В том году сами Бессоновы на свои сбережения, которых чуть раньше хватило бы на покупку кооперативной квартиры, мебели и двух «Волг», приобрели стиральную машину «Малютка» с корпусом из паршивой, жирной на ощупь черной пластмассы. И в день покупки Бессонов украдкой посматривал из кухни на чуть поддатую супругу, которая, поставив машинку на пол, сама села на стуле напротив и оперлась тяжелыми локтями о колени. Она всего несколько минут назад бегала радостная от плиты к столу, жарила шкворчащие котлеты из лососины и весело покрикивала: «Семен, неси стулья… Режь хлеб…» А потом, перехватив «сто граммулек», вдруг пошла в комнату, уселась на стул, поникла.
— Семен, а Семен, — всхлипывала она, — мы же машинку хорошую купили?
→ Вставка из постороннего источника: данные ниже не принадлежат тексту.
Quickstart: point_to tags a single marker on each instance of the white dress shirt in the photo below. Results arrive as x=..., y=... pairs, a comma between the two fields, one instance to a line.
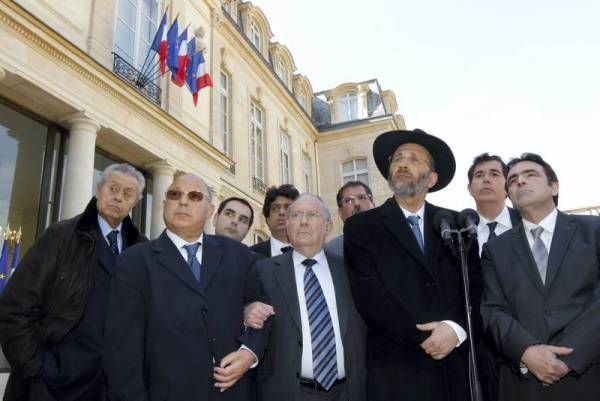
x=483, y=231
x=321, y=270
x=458, y=330
x=105, y=228
x=276, y=246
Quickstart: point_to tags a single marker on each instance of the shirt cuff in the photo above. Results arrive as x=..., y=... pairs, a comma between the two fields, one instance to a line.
x=253, y=354
x=459, y=331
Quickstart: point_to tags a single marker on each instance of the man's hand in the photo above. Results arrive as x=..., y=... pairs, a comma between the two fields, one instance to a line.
x=256, y=313
x=232, y=367
x=441, y=341
x=543, y=362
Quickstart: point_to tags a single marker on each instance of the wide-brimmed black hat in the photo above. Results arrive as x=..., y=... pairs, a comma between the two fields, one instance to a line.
x=387, y=143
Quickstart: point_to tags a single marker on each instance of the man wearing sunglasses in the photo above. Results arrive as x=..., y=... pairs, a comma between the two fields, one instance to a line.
x=53, y=309
x=176, y=329
x=352, y=198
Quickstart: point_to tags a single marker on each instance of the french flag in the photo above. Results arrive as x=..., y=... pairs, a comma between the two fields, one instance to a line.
x=182, y=60
x=159, y=44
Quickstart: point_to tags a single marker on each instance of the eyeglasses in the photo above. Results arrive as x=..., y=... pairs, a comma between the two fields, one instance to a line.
x=176, y=194
x=311, y=215
x=356, y=198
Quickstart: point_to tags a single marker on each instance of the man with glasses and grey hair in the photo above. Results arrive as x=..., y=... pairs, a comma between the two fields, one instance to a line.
x=53, y=309
x=316, y=348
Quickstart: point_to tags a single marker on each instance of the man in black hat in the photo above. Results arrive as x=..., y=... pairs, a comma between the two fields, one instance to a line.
x=406, y=283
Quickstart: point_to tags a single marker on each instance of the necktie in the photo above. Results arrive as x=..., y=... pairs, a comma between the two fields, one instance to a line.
x=492, y=227
x=321, y=329
x=113, y=244
x=413, y=220
x=193, y=263
x=540, y=253
x=286, y=249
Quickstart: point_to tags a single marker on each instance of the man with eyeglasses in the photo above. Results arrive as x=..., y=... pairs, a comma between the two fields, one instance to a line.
x=175, y=329
x=316, y=348
x=406, y=282
x=352, y=198
x=52, y=312
x=277, y=200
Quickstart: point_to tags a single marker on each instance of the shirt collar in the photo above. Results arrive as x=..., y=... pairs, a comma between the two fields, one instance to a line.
x=180, y=242
x=105, y=228
x=297, y=257
x=547, y=223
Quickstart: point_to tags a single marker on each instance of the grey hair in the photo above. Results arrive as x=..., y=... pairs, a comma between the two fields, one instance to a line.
x=324, y=210
x=127, y=169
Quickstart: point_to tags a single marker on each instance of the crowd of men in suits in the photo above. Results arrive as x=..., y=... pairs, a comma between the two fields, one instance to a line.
x=96, y=312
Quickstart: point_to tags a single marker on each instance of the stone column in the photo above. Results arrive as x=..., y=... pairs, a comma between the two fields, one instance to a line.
x=162, y=176
x=80, y=164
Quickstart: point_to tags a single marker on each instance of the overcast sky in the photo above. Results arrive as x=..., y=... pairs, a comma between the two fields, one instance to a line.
x=500, y=76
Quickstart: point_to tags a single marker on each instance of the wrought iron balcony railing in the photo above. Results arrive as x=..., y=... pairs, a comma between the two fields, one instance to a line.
x=136, y=79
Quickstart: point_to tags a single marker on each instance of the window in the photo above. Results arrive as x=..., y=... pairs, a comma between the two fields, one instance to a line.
x=256, y=142
x=281, y=71
x=136, y=25
x=255, y=35
x=224, y=110
x=355, y=170
x=285, y=159
x=306, y=172
x=348, y=107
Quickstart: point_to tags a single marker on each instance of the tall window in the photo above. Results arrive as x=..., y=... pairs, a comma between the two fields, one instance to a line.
x=224, y=110
x=281, y=70
x=285, y=159
x=306, y=172
x=348, y=106
x=136, y=25
x=255, y=35
x=257, y=141
x=355, y=170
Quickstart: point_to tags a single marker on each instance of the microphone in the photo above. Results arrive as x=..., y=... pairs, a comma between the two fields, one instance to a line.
x=468, y=220
x=444, y=222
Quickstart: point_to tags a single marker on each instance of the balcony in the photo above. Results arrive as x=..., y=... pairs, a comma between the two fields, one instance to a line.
x=136, y=79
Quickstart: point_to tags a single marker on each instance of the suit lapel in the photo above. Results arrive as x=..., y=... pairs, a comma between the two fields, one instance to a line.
x=525, y=257
x=563, y=233
x=170, y=258
x=284, y=274
x=395, y=221
x=211, y=257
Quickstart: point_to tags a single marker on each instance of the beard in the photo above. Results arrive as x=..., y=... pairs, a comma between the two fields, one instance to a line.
x=411, y=189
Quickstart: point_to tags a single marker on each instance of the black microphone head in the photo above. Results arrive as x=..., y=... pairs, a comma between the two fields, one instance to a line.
x=468, y=217
x=442, y=215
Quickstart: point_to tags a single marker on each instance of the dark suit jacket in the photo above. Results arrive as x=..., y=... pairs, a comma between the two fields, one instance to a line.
x=396, y=286
x=279, y=371
x=164, y=329
x=262, y=248
x=519, y=310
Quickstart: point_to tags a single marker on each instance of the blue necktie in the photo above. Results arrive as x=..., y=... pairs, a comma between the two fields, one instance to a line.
x=414, y=224
x=321, y=329
x=193, y=260
x=113, y=243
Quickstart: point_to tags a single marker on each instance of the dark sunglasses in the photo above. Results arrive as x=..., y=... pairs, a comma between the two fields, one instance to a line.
x=194, y=196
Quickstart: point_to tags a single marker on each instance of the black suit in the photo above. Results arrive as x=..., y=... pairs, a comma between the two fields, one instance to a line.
x=519, y=310
x=165, y=328
x=395, y=286
x=279, y=372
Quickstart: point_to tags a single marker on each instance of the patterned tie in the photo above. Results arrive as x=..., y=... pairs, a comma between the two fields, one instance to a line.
x=193, y=260
x=492, y=227
x=321, y=329
x=113, y=244
x=413, y=220
x=540, y=253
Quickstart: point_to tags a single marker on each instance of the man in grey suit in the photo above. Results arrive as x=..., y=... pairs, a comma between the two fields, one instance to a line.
x=541, y=300
x=352, y=198
x=316, y=349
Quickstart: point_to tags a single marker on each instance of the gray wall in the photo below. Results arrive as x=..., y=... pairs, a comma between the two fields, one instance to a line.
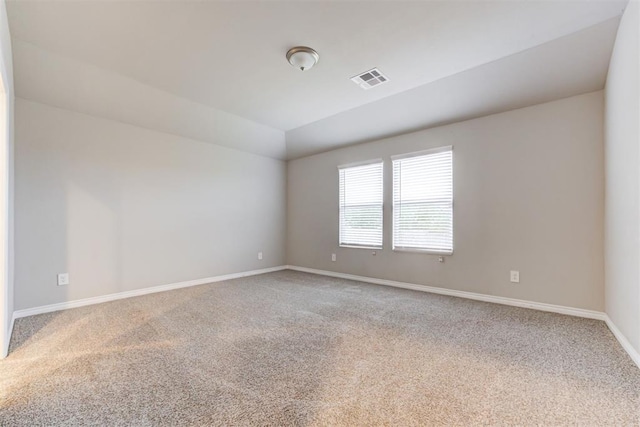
x=121, y=208
x=529, y=196
x=622, y=207
x=6, y=284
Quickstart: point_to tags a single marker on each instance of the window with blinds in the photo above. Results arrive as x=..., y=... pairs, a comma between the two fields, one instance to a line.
x=361, y=205
x=423, y=201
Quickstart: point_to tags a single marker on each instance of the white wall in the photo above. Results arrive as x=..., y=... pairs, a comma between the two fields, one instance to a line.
x=6, y=183
x=121, y=207
x=529, y=196
x=622, y=206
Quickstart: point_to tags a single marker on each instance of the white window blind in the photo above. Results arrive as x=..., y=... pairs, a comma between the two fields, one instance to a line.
x=361, y=205
x=423, y=201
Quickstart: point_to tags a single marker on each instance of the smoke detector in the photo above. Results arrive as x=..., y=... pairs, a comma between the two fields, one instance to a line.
x=369, y=79
x=302, y=57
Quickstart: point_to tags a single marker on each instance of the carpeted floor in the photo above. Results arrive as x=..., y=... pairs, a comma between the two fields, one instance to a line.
x=290, y=348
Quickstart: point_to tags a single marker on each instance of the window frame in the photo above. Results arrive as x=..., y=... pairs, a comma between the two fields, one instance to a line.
x=426, y=251
x=340, y=206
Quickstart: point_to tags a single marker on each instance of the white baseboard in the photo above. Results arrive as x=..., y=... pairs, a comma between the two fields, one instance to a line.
x=5, y=344
x=624, y=342
x=128, y=294
x=579, y=312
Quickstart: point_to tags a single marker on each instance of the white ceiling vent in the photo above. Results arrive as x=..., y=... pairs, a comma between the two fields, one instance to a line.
x=370, y=78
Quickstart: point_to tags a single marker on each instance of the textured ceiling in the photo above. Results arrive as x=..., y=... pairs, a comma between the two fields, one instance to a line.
x=228, y=57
Правда, а?
— Хорошую, — бурчал Бессонов.
— У нее и гарантия на полгода, а то ведь жалко, если сломается.
— Если сломается, ее по гарантии все равно ремонтировать негде, ближайшая мастерская на Сахалине.
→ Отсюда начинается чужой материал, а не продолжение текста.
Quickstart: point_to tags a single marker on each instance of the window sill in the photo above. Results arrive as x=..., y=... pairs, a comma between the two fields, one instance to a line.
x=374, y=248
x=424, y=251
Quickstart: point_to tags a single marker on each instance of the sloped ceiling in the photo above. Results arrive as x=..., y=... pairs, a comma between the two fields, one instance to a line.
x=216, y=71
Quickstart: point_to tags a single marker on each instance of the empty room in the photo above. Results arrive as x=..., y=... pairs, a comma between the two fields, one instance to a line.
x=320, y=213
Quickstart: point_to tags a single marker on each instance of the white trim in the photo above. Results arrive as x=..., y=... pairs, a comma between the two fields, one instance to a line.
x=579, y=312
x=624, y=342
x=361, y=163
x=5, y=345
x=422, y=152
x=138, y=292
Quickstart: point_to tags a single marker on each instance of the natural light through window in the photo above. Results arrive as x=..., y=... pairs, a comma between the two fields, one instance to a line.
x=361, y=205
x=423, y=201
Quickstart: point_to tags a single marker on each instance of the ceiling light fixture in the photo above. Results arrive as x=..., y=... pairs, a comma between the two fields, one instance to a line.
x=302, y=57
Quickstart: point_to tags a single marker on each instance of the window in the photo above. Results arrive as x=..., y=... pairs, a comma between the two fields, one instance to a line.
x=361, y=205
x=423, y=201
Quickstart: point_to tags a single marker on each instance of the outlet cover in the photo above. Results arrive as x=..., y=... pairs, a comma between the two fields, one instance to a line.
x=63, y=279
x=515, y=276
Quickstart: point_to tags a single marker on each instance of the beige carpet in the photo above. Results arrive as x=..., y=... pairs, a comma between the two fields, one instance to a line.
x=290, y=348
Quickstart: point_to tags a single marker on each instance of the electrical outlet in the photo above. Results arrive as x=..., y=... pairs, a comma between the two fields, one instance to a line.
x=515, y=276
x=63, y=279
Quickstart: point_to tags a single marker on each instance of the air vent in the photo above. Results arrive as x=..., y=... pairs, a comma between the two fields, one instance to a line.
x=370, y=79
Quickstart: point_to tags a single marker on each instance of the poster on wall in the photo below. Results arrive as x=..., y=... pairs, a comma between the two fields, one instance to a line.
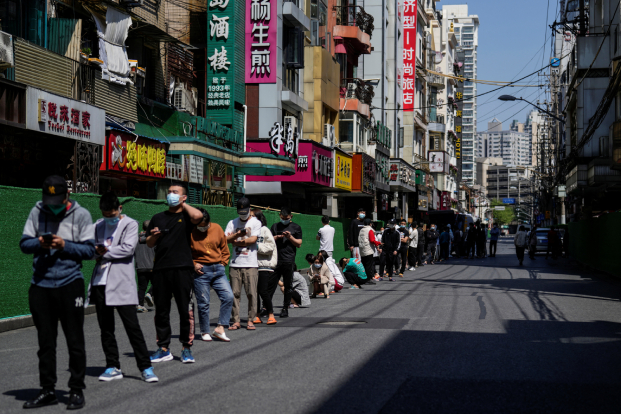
x=409, y=54
x=261, y=41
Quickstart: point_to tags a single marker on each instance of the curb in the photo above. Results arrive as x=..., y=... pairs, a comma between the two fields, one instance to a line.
x=20, y=322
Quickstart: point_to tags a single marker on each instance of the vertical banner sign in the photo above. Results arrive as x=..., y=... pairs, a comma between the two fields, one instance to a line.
x=261, y=41
x=459, y=94
x=221, y=60
x=409, y=55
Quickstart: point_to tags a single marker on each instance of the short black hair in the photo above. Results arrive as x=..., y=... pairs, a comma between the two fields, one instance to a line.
x=206, y=216
x=109, y=201
x=259, y=216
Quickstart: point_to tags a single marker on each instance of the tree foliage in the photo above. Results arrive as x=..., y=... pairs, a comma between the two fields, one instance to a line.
x=505, y=216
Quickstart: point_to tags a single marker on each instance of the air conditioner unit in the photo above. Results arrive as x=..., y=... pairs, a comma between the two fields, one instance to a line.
x=328, y=135
x=6, y=51
x=291, y=120
x=351, y=91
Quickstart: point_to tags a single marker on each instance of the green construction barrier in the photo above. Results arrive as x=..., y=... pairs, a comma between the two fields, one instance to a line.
x=16, y=267
x=595, y=242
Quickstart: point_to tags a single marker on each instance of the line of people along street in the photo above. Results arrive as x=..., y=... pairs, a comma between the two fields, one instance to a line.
x=183, y=255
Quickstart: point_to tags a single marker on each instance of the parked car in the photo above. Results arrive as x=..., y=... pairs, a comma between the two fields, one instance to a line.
x=542, y=239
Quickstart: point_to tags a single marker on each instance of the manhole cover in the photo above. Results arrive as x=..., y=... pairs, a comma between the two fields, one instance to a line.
x=341, y=323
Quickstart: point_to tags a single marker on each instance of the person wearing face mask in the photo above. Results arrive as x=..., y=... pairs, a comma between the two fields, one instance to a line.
x=59, y=234
x=354, y=231
x=113, y=286
x=144, y=256
x=288, y=236
x=210, y=252
x=170, y=232
x=243, y=233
Много дней Полина Герасимовна не знала, куда пристроить машинку: сначала поставила в длинной сырой прихожей, потом перенесла в первую комнату, служившую заодно и кухней, в конце концов поместила во второй комнате в углу за шкафом. Там машина и хранилась в картонной упаковке до самого пожара, в котором сгорела без следа. Полина Герасимовна на ней так ни разу и не постирала — пользовалась старой «Тулой».
К тому времени, когда купили «Малютку», дозрела для взрослой жизни высокая статная дочь Вера. Похожая на свою молодую мать, спелая, белокурая, в ней каждая клеточка цвела и жаждала поработать на вечность. Пока она была ребенком, она была самым болезненным и нежным местом в душе Бессонова, но как только выросла, в Бессонове родилось к ней странное холодное отчуждение, и он его тщательно скрывал — отчуждение извозчика, довезшего пассажира до транзитной станции. В девятнадцать лет дочь вышла замуж за длинного лейтенанта-артиллериста. Переехала в военный городок по соседству, а через год, когда многочисленные войска на острове стали сокращать, лейтенанта с женой перевели под Хабаровск. А Бессонов даже не упрекнул себя в том, что не испытал сожаления об их отъезде. Он знал, что это не от равнодушия. Он к тому времени уже понимал, что не бывает на свете ни расставаний, ни утрат, ни обретений. Это глубокое знание стало уживаться в нем параллельно с внешними проявлениями — он, казалось бы, из нежелания менять что-то долго оставался прежним: старательно трудился, добывал рыбу на тони, браконьерствовал по речкам, сажал огород, ходил в баню, рассуждал о политике и буянил от неумения переделать мир. Его порой бесила многоликость мира, бесило, что в одном и том же — в любом человеке, в любом деле — могли умещаться и чистота, и грязь, наслаиваться друг на друга, перетекать одно в другое, выдавая на поверку смесовые причуды благородства и подлости. А душа с годами все острее желала ясности, чтобы было так: здесь чистота, там грязь; и он порой зверел от несовершенства окружающего его пространства, людей и его самого, и тогда с еще большим рвением обижал кого-нибудь в сердцах.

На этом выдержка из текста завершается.